Pendant la présidence française, les deux postes avancés participeront aux rencontres organisées par le Parlement français avec les parlements des 26 autres États membres et le Parlement européen. Celle de la COSAC qui réunit les commissions parlementaires spécialisées sur les affaires européennes aura lieu à Paris. Elle devrait se tenir en novembre 2008.

Principale mission : envoyer les rapports de l’UE à Paris

Les deux administrateurs du Parlement français travaillent dans des bureaux côte à côte à Bruxelles. Leur principale mission consiste à faire un premier tri entre les dossiers traités à Bruxelles avant d’envoyer les rapports à Paris. «Il ne faut pas inonder le Sénat avec des mails de Bruxelles», prévient Anne Marquant. Quand un parlementaire travaille sur une question et souhaite trouver un interlocuteur, c’est également à eux deux de fixer les entretiens, louer le minibus et réserver le restaurant.
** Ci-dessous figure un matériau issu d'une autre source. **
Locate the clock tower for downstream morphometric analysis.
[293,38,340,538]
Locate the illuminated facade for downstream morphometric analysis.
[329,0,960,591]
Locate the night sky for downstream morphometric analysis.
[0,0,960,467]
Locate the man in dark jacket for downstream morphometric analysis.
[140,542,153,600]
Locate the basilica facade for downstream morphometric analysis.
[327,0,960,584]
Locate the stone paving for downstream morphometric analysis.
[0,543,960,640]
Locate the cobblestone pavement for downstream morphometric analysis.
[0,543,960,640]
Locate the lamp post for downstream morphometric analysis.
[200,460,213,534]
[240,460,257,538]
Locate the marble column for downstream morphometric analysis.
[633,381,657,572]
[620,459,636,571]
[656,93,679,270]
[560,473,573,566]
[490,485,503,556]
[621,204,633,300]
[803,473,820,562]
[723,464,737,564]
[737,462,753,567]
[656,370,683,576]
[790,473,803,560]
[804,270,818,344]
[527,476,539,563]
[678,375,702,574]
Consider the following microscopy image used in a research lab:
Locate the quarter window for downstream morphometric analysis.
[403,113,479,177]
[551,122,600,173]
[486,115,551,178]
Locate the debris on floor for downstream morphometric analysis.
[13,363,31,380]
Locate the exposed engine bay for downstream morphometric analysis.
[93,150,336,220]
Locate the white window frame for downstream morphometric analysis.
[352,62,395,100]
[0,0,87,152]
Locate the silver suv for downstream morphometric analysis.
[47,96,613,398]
En moyenne, ils organisent chacun une mission de parlementaires par semaine à Bruxelles. «La semaine dernière sur le dossier énergie, j’ai organisé quatre groupes de députés français qui sont venus à Bruxelles», explique Frank Baron. Anne Marquant se rend régulièrement à Paris. «J’y suis deux jours par semaine. Il est important de ne pas s’isoler à Bruxelles. Quand je suis à Paris, je me rends compte qu’au Sénat, tout ne tourne pas systématiquement autour de l’Europe.»